Metadata-Version: 2.4
Name: arxiv2md
Version: 0.1.1
Summary: A command-line tool and Python library to convert arXiv papers to Markdown format.
Project-URL: Homepage, https://github.com/misya11p/arxiv2md
Author-email: komiya <90894519+misya11p@users.noreply.github.com>
License: MIT License Copyright (c) 2025 komiya
        
        Permission is hereby granted, free of
        charge, to any person obtaining a copy of this software and associated
        documentation files (the "Software"), to deal in the Software without
        restriction, including without limitation the rights to use, copy, modify, merge,
        publish, distribute, sublicense, and/or sell copies of the Software, and to
        permit persons to whom the Software is furnished to do so, subject to the
        following conditions:
        
        The above copyright notice and this permission notice
        (including the next paragraph) shall be included in all copies or substantial
        portions of the Software.
        
        THE SOFTWARE IS PROVIDED "AS IS", WITHOUT WARRANTY OF
        ANY KIND, EXPRESS OR IMPLIED, INCLUDING BUT NOT LIMITED TO THE WARRANTIES OF
        MERCHANTABILITY, FITNESS FOR A PARTICULAR PURPOSE AND NONINFRINGEMENT. IN NO
        EVENT SHALL THE AUTHORS OR COPYRIGHT HOLDERS BE LIABLE FOR ANY CLAIM, DAMAGES OR
        OTHER LIABILITY, WHETHER IN AN ACTION OF CONTRACT, TORT OR OTHERWISE, ARISING
        FROM, OUT OF OR IN CONNECTION WITH THE SOFTWARE OR THE USE OR OTHER DEALINGS IN
        THE SOFTWARE.
License-File: LICENSE
Keywords: arxiv,converter,markdown
Classifier: Development Status :: 4 - Beta
Classifier: Intended Audience :: Science/Research
Classifier: License :: OSI Approved :: MIT License
Classifier: Programming Language :: Python :: 3
Classifier: Programming Language :: Python :: 3.10
Classifier: Programming Language :: Python :: 3.11
Classifier: Programming Language :: Python :: 3.12
Requires-Python: >=3.10
Requires-Dist: arxiv>=2.2.0
Requires-Dist: bs4>=0.0.2
Requires-Dist: halo>=0.0.31
Requires-Dist: lxml>=6.0.0
Requires-Dist: requests>=2.32.5
Requires-Dist: typer>=0.16.1
Description-Content-Type: text/markdown

# arxiv2md

A command-line tool and Python library for converting arXiv papers to Markdown format.

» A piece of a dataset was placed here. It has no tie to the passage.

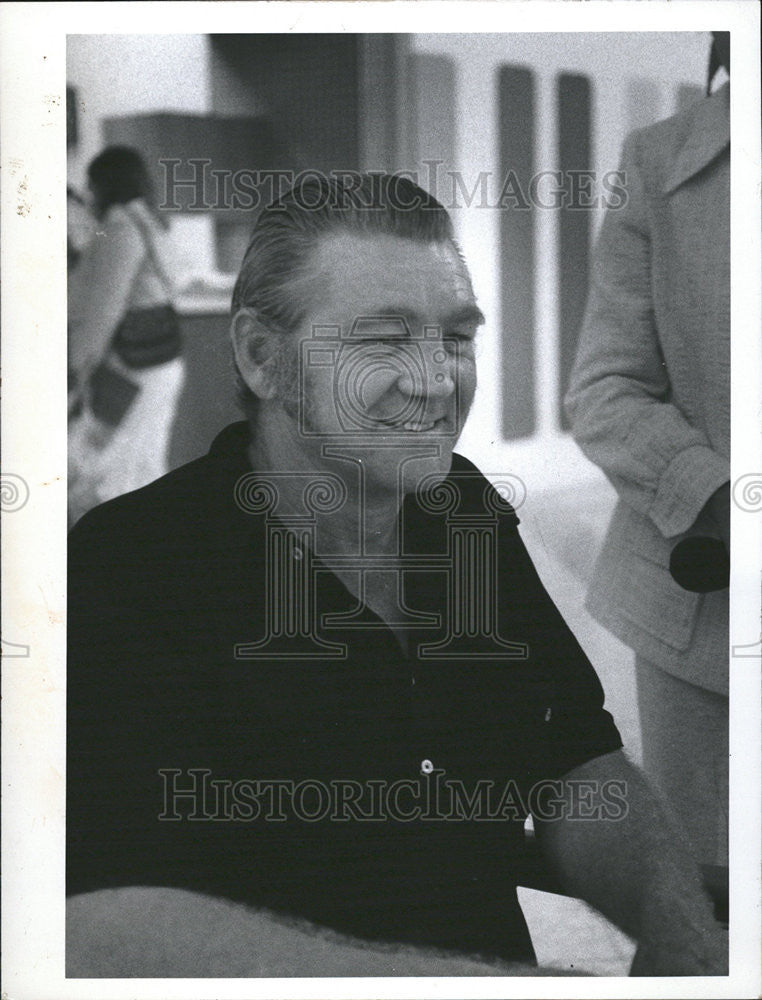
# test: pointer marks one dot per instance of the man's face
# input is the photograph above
(386, 356)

It retrieves the paper's source code (.tex) from an input arXiv URL and converts it to Markdown format.

## Setup

First, you need to install `latexml`:

```bash
# For macOS
brew install latexml

# For Ubuntu
sudo apt update
sudo apt install latexml
```

Then install `arxiv2md`:

```bash
# Using pip
pip install arxiv2md

# Using uv
uv tool install arxiv2md
```

## Usage

Simply provide the arXiv URL:

```bash
arxiv2md https://arxiv.org/abs/1706.03762
```

For use from Python code:

```python
from arxiv2md import arxiv2md

markdown, metadata = arxiv2md("https://arxiv.org/abs/1706.03762")
with open("output.md", "w") as f:
    f.write(markdown)
```

Example output file: [example.md](example.md)

## Notes

- The input URL doesn't necessarily need to be the arXiv's abstract page. It will work with PDF pages or source code pages as well. Ultimately, it should work with any string containing an arXiv ID.
- Papers without provided LaTeX source code cannot be converted.
- Figures and tables will be ignored.
- Papers not using bibtex will have reference citations displayed incorrectly.
- For papers with a large number of pages, processing by latexml may take considerable time.